RN: That actually has a ton of answers to it. But to try and simplify it, the data that I’m looking for is all dependent on your operating system. For my answer, I’m going to stick just to Windows, as it’s probably most prevalent in most enterprises. There’s a ton of great system information in your basic event viewer that you can grab. Who logged in and when, what applications installed, etc. But also, if you use something like Process Explorer or Sysmon, you’re able to generate data around what events are happening. When a binary’s executed, what child processes does it have, what registry keys are created/deleted/modified, and what files were touched and modified. That’s extremely valuable information to figure out how the malware is interacting with your operating system. Sysmon, we can find out the network connection information that the processes generate, which then, we can sync up with our network data and continue from the endpoint analysis to the network analysis.
Therefore, we’re taking both endpoint data and network data now, and being able to correlate them together. While it sounds really easy to dom in practice, it’s extremely difficult to do, and as anybody that makes any kind of correlation software for a living can tell you, it’s time-intensive, complicated, and manual. Trying to roll your own is quite difficult. But that’s a lot of the data sets that I look at.

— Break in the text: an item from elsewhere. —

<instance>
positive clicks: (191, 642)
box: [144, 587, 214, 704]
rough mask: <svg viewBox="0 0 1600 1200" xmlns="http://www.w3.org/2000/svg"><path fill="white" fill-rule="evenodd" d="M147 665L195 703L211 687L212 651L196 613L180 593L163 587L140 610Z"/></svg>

What I’m doing with that information is attempting to normalize it so I can throw it into a database for correlation. Rinse and repeat, and rinse and repeat, rinse and repeat for the same sample or multiple samples. Eventually, I go back and I start doing big data analytics against the database.
Q: How do you actually take what you create from those kind of analyses and output it as threat intelligence, that you can then use later?
RN: Probably the biggest difference between what I’m doing and what would be considered threat research is that you get paid to be a threat researcher. This is my home lab. But the concepts, theories, and tactics, are very, very similar. Some things in threat research you’ll do is actually grab binaries and break them down and disassemble them to read their core components and actually analyze their code. This is commonly referred to as reverse engineering. I’m not going to that level, mostly because I don’t feel the need to for a lot of what I’m doing. If I need to, I’ll break out a couple of my favorite tools with REMnux, SIFT, or IDA pro and actually start to reverse-engineer a binary. But most of the time, executing it and watching it tells me all the stuff I care about to be able to identify it, detect it, and stop it, or flag it, tag it, and bag it, as i like to say.
For threat intel, this is kind of nice because it goes into a lot of the free tools. I mentioned Security Onion and pfSense earlier. They both accept a lot of threat intelligence feeds. If I’m detonating a bunch of Trojan binaries and I want to get alerts on it, i can use a feed from ZeuS Tracker, to leverage a large list of known bad IOCs to match against. I do the same for other binaries by using services like virustotal and other malware repositories. That’s all free. Cost is not a barrier of entry here.
Q: How do you go about connecting the dots between all these disparate data sets that you’re talking about?
RN: I use IOCs primarily for correlation. Using the term IOCs is difficult here, because there’s OpenIOC and IOC that are formats, but what I want to specify is the hardest part about using threat intelligence is trying to normalize the threat intelligence into a format that’s usable across all of your existing data sources. There’s a plethora of formats and standards out there. TAXII, YARA, OpenIOC, etc, the list goes on and on. A lot of the code that I’ve written over the years is just trying to normalize a bunch of that and dump it from different source types into one main database that I can then use.